Jean 6, 41-51

« Le pain que je donnerai, c’est ma chair »

Dom Augustin Guillerand

Ecrits Spirituels, Tome I, p. 290s

 

          Le Seigneur, jusque-là, s’en est tenu sur le terrain de l’assimilation spirituelle par la foi et de l’union dans l’Esprit que le Père répand au fond de l’âme et que le Verbe incarné fait retentir au dehors. La résistance de ses auditeurs qui ne comprennent pas ne ralentit pas son exposé. Il voit la lumière et la rayonne ; il laisse au Père le soin d’éclairer intérieurement ceux qui s’ouvriront à ce rayon. Pour lui, il avance.

            Arrivé là, il emploie un mot nouveau : Le pain que je donnerai est ma chair pour la vie du monde.

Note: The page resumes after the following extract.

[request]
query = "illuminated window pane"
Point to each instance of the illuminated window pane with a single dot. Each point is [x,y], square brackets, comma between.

            Le pain dont il parle, c’est sa chair. Or sa chair est une chair réelle. Les auditeurs viennent d’objecter qu’ils connaissaient cette chair, qu’ils en savaient l’origine. Elle les arrête, elle est l’obstacle à leur foi. Ils savent son origine, ils ne peuvent pas croire quand on leur dit qu’elle vient du ciel. A ce moment, le Seigneur ne parlait pas d’elle, il parlait de la réalité qu’elle voile, il leur révélait cette réalité pour qu’en s’unissant à ce voile ils découvrent et rejoignent ce qu’elle cache. Il ne lui est pas nécessaire de dire ce qui est. Ensuite les âmes dociles, les âmes qui aiment la vérité, seront attirées à elle.

            Maintenant il en arrive à cette chair, il va dire quel sera son rôle dans l’union qui est la vie éternelle : il va montrer en elle le pain du ciel.

            Les auditeurs le comprennent de moins en moins. Ils ne peuvent admettre, même pour vivre éternellement, de manger la chair de cet homme qui leur parle : Comment cet homme peut-il nous donner sa chair à manger ? Sa parole n’est plus admise, sa puissance est contestée ; la raison revendique ses droits, la foi que Jésus réclame est refusée.

            La vie est un principe intérieur, elle se déploie à partir du dedans et se communique de là au dehors. Il faut donc entrer en lui, le rejoindre en son être intime, et lui de son côté doit entrer en nous et venir occuper le fond de notre être. La manducation seule permet cela : l’aliment est ingéré pour être digéré, il est introduit en nous et transformé en nous par le principe intime avec lequel en le mangeant nous l’avons fait communiquer.

            Celui qui mange la chair du Fils de l’homme est ainsi uni à lui, assimilé par lui en cet intime foyer où ils se sont rejoints. En lui, en ce dedans que le Verbe du Père occupe, où le Père se donne à lui-même en se montrant son être qu’il exprime, celui qui mange les trouve l’un et l’autre, dans l’acte éternel de communication mutuelle, de communion qui est leur vie : De même que le Père qui vit m’a envoyé et que je vis par mon Père, ainsi celui qui ma mange vivra aussi par moi.